La création contemporaine en Languedoc-Roussillon

29 novembre 1994 - 5 février 1995

Pavillon du musée Fabre, Montpellier

Le lieu. L'esprit du lieu, tel pourrait être le sous-titre de l'exposition Création Contemporaine en Languedoc.

Ainsi, Claude Viallat, demeuré fidèle à ses premières expérimentations autour de la forme « en palette » : combinaisons infinies – d'une audace colorée toujours renouvelée, du support humble et détourné de sa fonction initiale ; bâche, parasol, tente, drap. Lui aussi pionnier du groupe, André-Pierre Arnal poursuit ses recherches autour de la matière et de son maniement.
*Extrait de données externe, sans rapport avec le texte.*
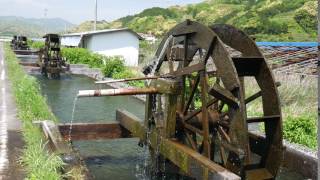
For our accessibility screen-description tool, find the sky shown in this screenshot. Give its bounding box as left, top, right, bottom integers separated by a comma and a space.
0, 0, 203, 24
Grâce à la technique dite de « l'arrachement », se dévoile un monde fusionnel, hasardeux et flamboyant. Autre illustre représentant du groupe, Daniel Dezeuze et ses objets de cueillette improbables et ludiques, confectionnés à l'aide d'éléments hétérogènes – bois, cuir, gaze, métal, corde... Rendu célèbre au cours des années 70 par ses assemblages de pièces de bois équarries, Toni Grand explore les possibilités infinies qu'offre la sculpture aujourd'hui : le vivant (ici, un poisson) semble pris au piège d'une matière enveloppante et caressante (stratifié et résine de polyester). Avec Jean Azémard (fondateur en 1968 du groupe A.B.C. Production), formes vagues et éparses, corps déchiquetés, érodés, échus de la carrière immuable du Temps mais soudain rendu ductiles (béton moulé, carton, plomb) et animés d'une étonnante énergie vitale et organisatrice. Alain Clément se montre quant à lui plutôt attiré par l'expressionnisme abstrait américain. : peinture où l'être s'engage tout entier comme guidé par une sensation furieuse, exaspérée, qui trouve à s'épancher dans l'espace mort de la toile. Vincent Bioulès, dont l'histoire se confond en partie avec l'aventure de Support-Surface n'a jamais renoncé à explorer le réel, à aller « croquer » sur le motif. La tentation naturaliste s'accompagne toujours chez lui d'un besoin instinctif de stylisation, de dépassement de la sensation diffuse et confuse, de sélection et de mise en ordre.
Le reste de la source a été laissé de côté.